Verification of the Queuing Behaviour of the Otel Collector

The most important behavior of the OpenTelemetry Collector’s sending_queue during an exporter/backend outage. It focuses on how the queue behaves when the downstream observability backend (Mimir, Loki, Tempo, OTLP endpoint, Kafka, etc.) becomes unavailable.

Executive Summary

The diagram is explaining the interaction between:

exporters:
otlp:
endpoint: backend:4317
sending_queue:
enabled: true
queue_size: 1000
block_on_overflow: false
retry_on_failure:
enabled: true
max_elapsed_time: 5m

The two key settings are:

SettingMeaning
queue_sizeNumber of batches that can be buffered in memory
block_on_overflowWhat happens when queue becomes full

When the backend is unavailable:

  1. Exporter retries sending.
  2. New telemetry accumulates in memory queue.
  3. Queue eventually fills.
  4. Collector must decide:
    • Drop data (block_on_overflow=false)
    • Apply backpressure (block_on_overflow=true)

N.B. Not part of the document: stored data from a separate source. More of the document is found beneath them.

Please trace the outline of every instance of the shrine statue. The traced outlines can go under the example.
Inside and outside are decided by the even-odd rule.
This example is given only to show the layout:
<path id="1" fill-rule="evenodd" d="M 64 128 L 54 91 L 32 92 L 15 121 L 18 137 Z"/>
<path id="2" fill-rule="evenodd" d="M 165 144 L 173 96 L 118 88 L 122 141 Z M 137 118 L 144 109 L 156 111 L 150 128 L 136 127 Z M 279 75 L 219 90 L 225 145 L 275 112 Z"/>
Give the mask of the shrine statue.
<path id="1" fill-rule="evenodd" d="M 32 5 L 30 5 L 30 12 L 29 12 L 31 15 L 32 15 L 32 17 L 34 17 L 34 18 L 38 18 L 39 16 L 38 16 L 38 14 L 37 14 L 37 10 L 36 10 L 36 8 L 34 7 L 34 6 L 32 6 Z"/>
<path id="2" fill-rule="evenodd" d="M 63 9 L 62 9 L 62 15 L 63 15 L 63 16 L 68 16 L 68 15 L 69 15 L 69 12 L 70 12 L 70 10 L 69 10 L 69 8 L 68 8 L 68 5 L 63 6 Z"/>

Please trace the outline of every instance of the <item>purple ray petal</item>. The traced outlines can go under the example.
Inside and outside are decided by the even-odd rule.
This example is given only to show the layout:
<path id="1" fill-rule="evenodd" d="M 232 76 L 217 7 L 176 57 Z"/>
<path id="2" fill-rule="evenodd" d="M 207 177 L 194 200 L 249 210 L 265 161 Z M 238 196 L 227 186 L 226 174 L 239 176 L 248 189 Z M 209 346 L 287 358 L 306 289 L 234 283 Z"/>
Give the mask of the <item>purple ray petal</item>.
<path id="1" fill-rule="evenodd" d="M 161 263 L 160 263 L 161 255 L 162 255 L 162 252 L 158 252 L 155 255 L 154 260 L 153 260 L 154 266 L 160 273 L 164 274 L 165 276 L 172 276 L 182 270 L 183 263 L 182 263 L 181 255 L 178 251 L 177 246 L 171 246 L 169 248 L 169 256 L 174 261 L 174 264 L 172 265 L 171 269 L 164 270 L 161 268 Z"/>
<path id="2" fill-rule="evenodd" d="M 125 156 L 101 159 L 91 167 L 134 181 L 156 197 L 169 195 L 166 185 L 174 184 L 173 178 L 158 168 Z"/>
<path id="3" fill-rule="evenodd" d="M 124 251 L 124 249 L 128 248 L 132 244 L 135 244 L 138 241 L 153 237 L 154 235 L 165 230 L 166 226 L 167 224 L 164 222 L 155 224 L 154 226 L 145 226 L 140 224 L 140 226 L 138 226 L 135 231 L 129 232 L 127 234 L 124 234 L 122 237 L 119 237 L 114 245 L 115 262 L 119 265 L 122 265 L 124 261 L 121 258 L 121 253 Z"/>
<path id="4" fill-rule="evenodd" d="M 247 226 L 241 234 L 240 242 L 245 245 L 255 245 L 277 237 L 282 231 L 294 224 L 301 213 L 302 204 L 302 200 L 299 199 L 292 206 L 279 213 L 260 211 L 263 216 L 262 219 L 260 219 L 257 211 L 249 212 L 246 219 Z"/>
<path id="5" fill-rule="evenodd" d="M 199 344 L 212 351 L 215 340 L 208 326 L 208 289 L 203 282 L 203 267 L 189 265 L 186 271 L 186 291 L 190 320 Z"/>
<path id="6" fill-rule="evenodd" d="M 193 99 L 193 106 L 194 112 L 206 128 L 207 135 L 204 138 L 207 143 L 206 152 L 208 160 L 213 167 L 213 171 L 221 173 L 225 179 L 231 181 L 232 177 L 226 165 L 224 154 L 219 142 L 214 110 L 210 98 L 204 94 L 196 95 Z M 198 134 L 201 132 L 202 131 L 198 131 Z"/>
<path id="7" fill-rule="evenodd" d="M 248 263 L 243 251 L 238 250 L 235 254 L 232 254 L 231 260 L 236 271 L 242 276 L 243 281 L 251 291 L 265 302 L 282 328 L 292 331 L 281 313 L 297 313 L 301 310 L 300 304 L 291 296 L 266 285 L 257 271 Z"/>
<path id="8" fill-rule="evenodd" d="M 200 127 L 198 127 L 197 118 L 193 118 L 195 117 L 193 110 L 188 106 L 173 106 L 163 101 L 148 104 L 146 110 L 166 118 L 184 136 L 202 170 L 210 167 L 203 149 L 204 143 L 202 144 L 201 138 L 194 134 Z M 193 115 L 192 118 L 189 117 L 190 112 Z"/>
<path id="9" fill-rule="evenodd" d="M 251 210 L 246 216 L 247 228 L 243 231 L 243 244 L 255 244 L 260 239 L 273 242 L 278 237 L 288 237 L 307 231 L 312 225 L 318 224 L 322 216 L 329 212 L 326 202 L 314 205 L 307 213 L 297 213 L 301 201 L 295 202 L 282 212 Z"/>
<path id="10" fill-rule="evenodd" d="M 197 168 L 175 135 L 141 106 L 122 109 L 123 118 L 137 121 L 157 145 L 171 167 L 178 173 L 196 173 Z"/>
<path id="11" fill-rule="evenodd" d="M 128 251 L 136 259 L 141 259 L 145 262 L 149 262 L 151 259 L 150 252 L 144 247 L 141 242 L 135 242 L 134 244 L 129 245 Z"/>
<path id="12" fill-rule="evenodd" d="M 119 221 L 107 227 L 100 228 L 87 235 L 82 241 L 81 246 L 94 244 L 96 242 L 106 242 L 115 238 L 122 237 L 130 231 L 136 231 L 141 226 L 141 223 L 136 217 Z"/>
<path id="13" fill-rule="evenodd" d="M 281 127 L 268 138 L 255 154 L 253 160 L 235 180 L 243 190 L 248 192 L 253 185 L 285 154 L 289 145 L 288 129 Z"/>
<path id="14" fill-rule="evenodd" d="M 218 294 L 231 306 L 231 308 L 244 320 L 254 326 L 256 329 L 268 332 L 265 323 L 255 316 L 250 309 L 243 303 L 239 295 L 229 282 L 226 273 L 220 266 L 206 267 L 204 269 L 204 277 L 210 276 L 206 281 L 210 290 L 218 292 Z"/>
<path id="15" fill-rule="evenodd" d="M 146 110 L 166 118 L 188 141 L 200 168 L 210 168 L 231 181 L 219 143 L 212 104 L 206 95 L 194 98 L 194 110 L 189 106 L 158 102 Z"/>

Architecture Section Verification

The diagram shows:

Applications
     ↓
OTEL Receivers
     ↓
Processors
     ↓
Sending Queue
     ↓
Exporter
     ↓
     X
Backend Down

This is correct.

The queue exists inside the exporter pipeline.

Telemetry already accepted by the receiver is not immediately lost when the backend disappears.

Instead:

Receiver

Processor

Queue

Exporter

Backend

The queue temporarily absorbs the outage.


Scenario 1

queue_size=250

block_on_overflow=false

Diagram says:

Queue fills
Exporter starts dropping batches

This is correct.

Behaviour:

Backend Down

Retry

Queue fills

New batches dropped

The collector continues accepting telemetry.

The application does not see a problem.

But:

Data loss occurs

Metrics:

otelcol_exporter_enqueue_failed

starts increasing.

Verification

Correct.

This is the safest option for cluster stability.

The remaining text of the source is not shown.